I asked the following question on Linked at the MoDA (Masters of Digital Assets)

The implications of streaming content on a “on demand basis” would make process integration dependent upon the complexity and trust of the cloud. Some talk of sky computing to ease the fear of one cloud holding too much power with cloud sharing and cross pollination reaping the most benefits to stakeholders. And would you say SaaS, DaaS and PaaS are also included within the Web2 meme? and if so, what implications therein?

And a great answer came back from Micheal Moon

Michael Moon

I see four big themes worthy of further discussion.

1. Cloud computing merely extends IT service management to a center of excellence—a business operation that guarantees levels of IT services (SLAs), change change management, and innovation many times higher that most internal IT organization can deliver.

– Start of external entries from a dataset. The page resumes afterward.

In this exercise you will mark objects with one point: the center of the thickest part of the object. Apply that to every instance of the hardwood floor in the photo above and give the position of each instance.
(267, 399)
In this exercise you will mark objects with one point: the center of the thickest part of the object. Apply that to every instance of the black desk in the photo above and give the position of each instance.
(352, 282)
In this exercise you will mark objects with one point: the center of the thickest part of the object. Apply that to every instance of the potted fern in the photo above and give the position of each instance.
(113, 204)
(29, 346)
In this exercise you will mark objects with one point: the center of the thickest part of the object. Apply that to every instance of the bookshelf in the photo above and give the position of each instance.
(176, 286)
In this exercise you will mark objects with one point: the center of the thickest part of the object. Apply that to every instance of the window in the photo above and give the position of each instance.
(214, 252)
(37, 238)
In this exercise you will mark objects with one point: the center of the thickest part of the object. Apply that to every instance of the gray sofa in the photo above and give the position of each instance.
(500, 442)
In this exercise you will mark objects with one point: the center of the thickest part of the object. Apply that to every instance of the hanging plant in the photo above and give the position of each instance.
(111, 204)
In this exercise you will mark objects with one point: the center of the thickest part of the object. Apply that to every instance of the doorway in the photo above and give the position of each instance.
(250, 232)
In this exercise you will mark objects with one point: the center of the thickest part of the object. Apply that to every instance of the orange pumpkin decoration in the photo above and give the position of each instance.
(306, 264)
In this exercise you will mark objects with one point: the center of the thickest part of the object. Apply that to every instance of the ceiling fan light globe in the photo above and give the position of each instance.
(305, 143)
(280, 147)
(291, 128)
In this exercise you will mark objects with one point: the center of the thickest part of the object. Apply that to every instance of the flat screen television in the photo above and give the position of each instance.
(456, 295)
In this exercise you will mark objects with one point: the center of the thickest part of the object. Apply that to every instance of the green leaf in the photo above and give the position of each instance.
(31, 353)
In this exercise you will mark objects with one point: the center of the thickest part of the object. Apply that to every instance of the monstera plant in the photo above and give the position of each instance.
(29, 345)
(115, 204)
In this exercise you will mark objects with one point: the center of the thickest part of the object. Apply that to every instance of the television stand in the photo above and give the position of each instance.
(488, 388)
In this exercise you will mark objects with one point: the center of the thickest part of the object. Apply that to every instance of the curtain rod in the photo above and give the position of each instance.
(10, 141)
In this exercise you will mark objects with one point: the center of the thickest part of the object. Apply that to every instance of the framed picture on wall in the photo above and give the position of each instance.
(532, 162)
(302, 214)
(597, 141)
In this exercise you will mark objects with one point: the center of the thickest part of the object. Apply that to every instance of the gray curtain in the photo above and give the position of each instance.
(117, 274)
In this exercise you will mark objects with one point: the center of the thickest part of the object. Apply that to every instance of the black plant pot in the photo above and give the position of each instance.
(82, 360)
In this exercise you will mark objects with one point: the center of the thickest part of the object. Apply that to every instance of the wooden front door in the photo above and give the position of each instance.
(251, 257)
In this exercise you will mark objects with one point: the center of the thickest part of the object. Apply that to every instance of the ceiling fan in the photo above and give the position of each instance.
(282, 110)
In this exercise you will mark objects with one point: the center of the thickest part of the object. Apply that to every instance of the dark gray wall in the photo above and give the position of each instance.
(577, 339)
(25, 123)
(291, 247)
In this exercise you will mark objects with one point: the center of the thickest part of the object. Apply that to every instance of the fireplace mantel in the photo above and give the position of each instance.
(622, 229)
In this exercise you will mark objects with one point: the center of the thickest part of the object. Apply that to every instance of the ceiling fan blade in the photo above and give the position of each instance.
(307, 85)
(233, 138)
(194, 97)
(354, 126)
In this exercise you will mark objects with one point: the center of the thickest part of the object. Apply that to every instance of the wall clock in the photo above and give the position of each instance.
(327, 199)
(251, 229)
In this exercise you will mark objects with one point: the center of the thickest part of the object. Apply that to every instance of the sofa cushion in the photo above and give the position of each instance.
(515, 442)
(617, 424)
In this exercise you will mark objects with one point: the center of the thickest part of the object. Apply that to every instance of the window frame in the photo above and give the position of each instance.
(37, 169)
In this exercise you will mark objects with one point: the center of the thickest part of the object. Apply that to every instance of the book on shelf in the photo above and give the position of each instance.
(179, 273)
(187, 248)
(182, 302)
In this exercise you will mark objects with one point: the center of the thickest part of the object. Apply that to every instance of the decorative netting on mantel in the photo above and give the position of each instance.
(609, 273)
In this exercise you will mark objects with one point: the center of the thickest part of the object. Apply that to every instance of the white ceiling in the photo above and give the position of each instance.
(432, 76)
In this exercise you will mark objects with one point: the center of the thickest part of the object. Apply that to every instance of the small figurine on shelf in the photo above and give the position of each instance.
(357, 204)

Cloud computing follows the well-documented trajectory of another “disruptive innovation”, delivering “good enough” value at prices so attractive that the low-end of the market opens up: new users or buyers can now enter. So cloud computing represents the full industrialization of IT service management and will continue to drive continuous improvement and innovation into IT service management. A very good thing.

2) Process integration thus emerges as strategic and mission critical. Most DAMs provide APIs; good enough for linking with other internal systems. Insufficient for business process management. With true BPM, service planners create dynamic policies, workflows, and routes; service planners create contingent scenarios, dynamically invoked by user request or external conditions. service planners use BPM for dynamic scheduling and collaboration across large social networks.

Thus, process integration with cloud-based services require a full BPM platform; however, unlike traditional BPMs from Tibco, BEA, IBM, rich-media BPMs must handle really large files.

3) Social media (postings, IM, blogs, forum threads) create context for specific pieces of content; social media serves as metadata. However most social media bears “unverified” information and, often, incorrect or libelous statements. Nonetheless, social media provides context and, therefore, supports me and you inferring meaning. NOTE: no intrinsic meaning ever exists in a file or information; only RGB dots; the rest (all of it), we make up.

4) A grand premise of social media entails URLs–hyperlinks–that link one piece of content to another, representing a “connection” that a user declares as meaningful. So, the biggest implication of cloud computing, DAM, and social media suggests that we must start modeling and codifying URLs with metadata; that we must treat a URL as a digital asset (even if the location or control of the particular assets resides in some else’s partition the Cloud.

Finally, this sets up an insight from years ago: Every digital asset has a unique URL; every URL constitutes an incipient if not declared digital asset. And who really, really get this as an organizing principle for a multi-billion dollar enterprise? in a word, Google. Who else, can you say iPod and iPhone?